D. Pelanggaran Terhadap Maksim Percakapan
    Pelanggaran terhadap maksim percakapan akan menimbulkan kesan yang janggal, kejanggalan itu dapat terjadi jika informasi yang diberikan berlebihan, tidak benar, tidak relevan, atau berbelit-belit. Kejanggalan inilah yang biasanya dimanfaatkan di dalam humor. Ada berbagai bentuk pelanggaran di dalam maksim-maksim percakapan. Tentu kita pun pernah mengalami situasi yang janggal karena ada pembicara yang bertele-tele menyampaikan maksudnya, ada kesalahpahaman, ketidaksinkronan, dan sebagainya. Pengetahaun kita mengenai maksim-maksim di atas akan sangat membantu kita dalam memahami situasi yang demikian.

E. Pertuturan
Di dalam pertuturan ada pertuturan lokusioner, pertuturan ilokusioner, dan pertuturan perlokusioner. Pertuturan lokusioner adalah dasar tindakan dalam suatu ujaran, atau pengungkapan bahasa. Di dalam pengungkapan itu ada tindakan atau maksud yang menyertai ujaran tersebut, yang disebut pertuturan ilokusioner. Pengungkapan bahasa tentunya mempunyai maksud, dan maksud pengunkapan itu diharapkan mempunyai pengaruh. Pengaruh dari pertuturan ilokusioner dan pertuturan lokusioner itulah yang disebut pertuturan perlokusioner. Pertuturan ilokusioner bertujuan menghasilkan ujaran yang dikenal dengan daya ilokusi ujaran. Dengan daya ilokusi, seorang penutur menyampaikan amanatnya di dalam percakapan, kemudian amanat itu dipahami atau ditanggapi oleh pendengar.
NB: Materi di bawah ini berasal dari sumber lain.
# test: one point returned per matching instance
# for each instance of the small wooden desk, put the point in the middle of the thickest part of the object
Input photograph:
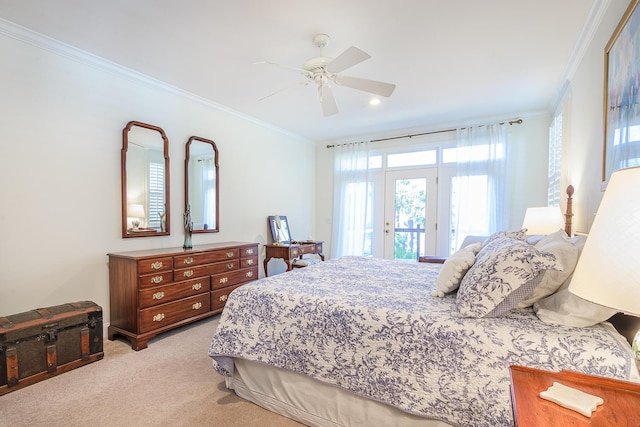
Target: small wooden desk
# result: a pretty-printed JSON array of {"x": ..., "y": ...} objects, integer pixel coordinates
[
  {"x": 621, "y": 405},
  {"x": 292, "y": 251}
]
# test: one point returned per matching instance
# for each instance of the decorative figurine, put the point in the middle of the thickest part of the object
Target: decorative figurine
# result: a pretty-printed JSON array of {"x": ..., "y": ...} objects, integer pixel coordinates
[
  {"x": 188, "y": 228},
  {"x": 163, "y": 219}
]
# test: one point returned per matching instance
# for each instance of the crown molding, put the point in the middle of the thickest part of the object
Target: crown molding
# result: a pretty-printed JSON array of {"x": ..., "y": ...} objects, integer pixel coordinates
[{"x": 41, "y": 41}]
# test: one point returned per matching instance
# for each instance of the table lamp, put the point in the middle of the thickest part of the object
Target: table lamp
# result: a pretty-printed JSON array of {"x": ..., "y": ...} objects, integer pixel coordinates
[{"x": 608, "y": 270}]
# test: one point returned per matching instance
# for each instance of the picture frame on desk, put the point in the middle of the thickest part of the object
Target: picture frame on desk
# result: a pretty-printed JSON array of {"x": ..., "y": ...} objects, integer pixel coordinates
[{"x": 279, "y": 229}]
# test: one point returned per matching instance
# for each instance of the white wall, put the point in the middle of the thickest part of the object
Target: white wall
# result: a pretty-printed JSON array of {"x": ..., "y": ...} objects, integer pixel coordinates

Berdasarkan tujuannya, pertututan dapat dikelompokkan seperti berikut ini. 1. Asertif, yang melibatkan penutur kepada kebenaran atau kecocokan proposisi, misalnya menyatakan, menyarankan, dan melaporkan. 2. Direktif, yang tujuannya adalah tanggapan berupa tindakan dari mitra tutur, misalnya menyuruh, memerintahkan, meminta, memohon, dan mengingatkan. 3. Komisif, yang melibatkan penutur dengan tindakan atau akibat selanjutnya, misalnya berjanji, bersumpah, dan mengancam. 4. Ekspresif, yang memperlihatkan sikap penutur pada keadaan tertentu, misalnya berterima kasih, mengucapkan selamat, memuji, menyalahkan, memaafkan, dan meminta maaf. 5. Deklaratif, yang menunjukkan perubahan setelah diujarkan, misalnya membaptiskan, menceraikan, menikahkan, dan menyatakan.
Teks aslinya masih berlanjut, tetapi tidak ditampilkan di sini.